I feel as if I am moving into a new phase where I crave more simplicity, more of an uncluttered life. I've always been reluctant to remove side shoots from plants or some of the apples that form a cluster and prevent just one or two reaching a good size. All things want to live, the life of plants spills out into these growths, who am I to stop them? But last summer I began to see, or to feel in my bones, how this may stunt growth and weaken the plant. If I want good-sized fruit that ripens well, it's necessary to limit unchecked growth. I could see the analogy with my own life - how 'spreading oneself too thin' may result in a weakening, especially when one's energy is limited, as mine is. I was beginning to crave the cutting down of ideas and projects so that I could focus on the few important things that I would like to bear a rich fruit.

So this is my agenda for the year ahead. I hope to be successful in this. I'm beginning to declutter, it feels more urgent as I may move at some point to be nearer my siblings or my son and family since my mobility is deteriorating. In which case I need to start clearing out the many drawers and cupboards in this house, getting rid of the dross and giving away things which aren't useful or beautiful, things which, in a subtle way, I feel are weighing me down. I hope to emerge lighter, more focused, more fruitful, more fit to engage with whatever lies ahead.

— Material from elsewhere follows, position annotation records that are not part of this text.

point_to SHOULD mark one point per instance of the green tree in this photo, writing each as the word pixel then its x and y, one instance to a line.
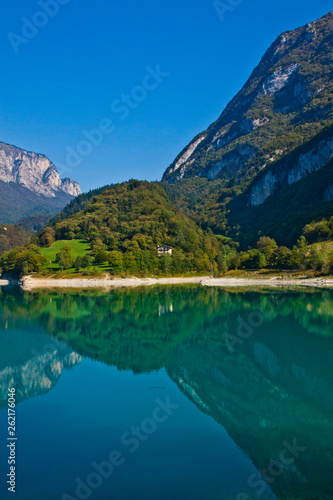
pixel 115 260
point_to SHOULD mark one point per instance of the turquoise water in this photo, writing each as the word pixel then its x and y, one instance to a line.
pixel 168 393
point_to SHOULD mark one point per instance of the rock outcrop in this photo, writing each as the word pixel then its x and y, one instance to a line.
pixel 34 172
pixel 286 101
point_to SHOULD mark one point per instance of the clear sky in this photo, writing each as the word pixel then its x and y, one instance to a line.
pixel 146 76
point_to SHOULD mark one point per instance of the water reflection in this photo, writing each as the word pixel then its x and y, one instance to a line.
pixel 259 363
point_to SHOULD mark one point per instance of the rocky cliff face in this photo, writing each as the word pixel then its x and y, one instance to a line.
pixel 34 172
pixel 313 156
pixel 286 101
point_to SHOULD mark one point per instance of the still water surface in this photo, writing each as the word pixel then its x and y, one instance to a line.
pixel 184 393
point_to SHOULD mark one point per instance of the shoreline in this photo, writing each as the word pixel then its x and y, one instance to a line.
pixel 29 283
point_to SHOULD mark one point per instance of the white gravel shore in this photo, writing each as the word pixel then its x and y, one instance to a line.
pixel 31 283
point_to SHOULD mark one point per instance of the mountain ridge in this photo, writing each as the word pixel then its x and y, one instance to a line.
pixel 264 106
pixel 30 185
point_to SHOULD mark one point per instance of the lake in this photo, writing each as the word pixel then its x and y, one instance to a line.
pixel 183 393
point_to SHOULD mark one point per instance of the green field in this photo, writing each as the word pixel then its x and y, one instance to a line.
pixel 79 249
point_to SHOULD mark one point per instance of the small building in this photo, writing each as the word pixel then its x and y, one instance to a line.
pixel 164 249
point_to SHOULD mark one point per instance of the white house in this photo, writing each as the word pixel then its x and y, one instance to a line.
pixel 164 249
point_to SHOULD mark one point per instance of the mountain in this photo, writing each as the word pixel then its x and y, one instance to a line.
pixel 133 219
pixel 31 185
pixel 276 132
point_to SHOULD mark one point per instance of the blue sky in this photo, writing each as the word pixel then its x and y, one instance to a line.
pixel 145 77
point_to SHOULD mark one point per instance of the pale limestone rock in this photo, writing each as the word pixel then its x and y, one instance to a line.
pixel 33 171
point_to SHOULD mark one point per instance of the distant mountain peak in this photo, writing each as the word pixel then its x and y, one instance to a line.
pixel 34 172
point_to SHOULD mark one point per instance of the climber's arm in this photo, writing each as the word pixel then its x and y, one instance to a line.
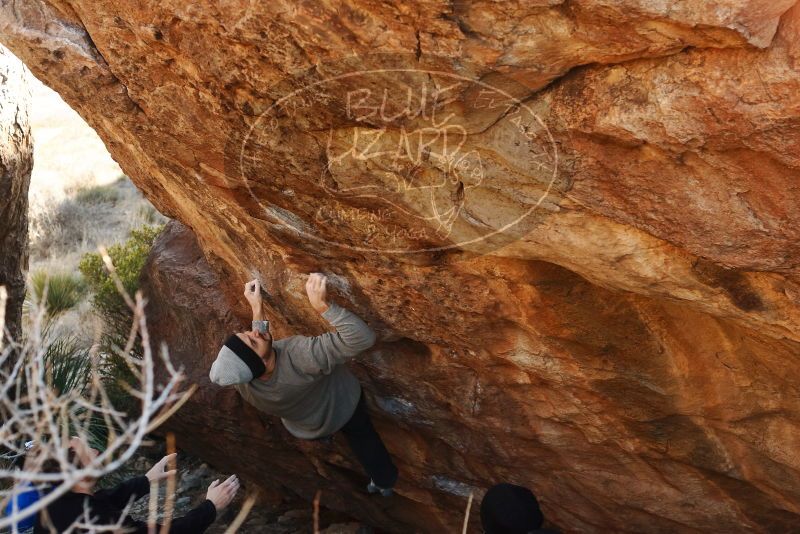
pixel 320 354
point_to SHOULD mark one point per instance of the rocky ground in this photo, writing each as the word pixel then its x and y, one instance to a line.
pixel 273 513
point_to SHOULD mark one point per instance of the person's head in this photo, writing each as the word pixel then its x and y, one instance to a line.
pixel 510 509
pixel 243 357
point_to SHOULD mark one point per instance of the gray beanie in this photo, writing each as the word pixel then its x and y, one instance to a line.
pixel 236 363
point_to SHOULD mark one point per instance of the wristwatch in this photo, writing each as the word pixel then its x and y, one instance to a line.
pixel 261 326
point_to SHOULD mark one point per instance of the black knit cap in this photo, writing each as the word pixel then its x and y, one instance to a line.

I certainly feel a renewal of my spirit. But last year has not been wasted, for one thing it has shown me that I haven't achieved that Still Centre which enables one to keep one's balance, one's equilibrium, through the vicissitudes of life, though I have moved some way towards it. This gives me the prod I need to spend more time in practice - with meditation and ritual work centred on Brigit, with yoga exercises to make up for my lack of walking, with carefully chosen creative work and with Being-in-Nature. My Buddhist calendar for February supports me in this resolve, saying:

'It is better to practice a little than talk a lot.'  Muso Kokushi. Or write a lot perhaps?! (But I hope to write my blogs a little more regularly, though shorter posts perhaps.)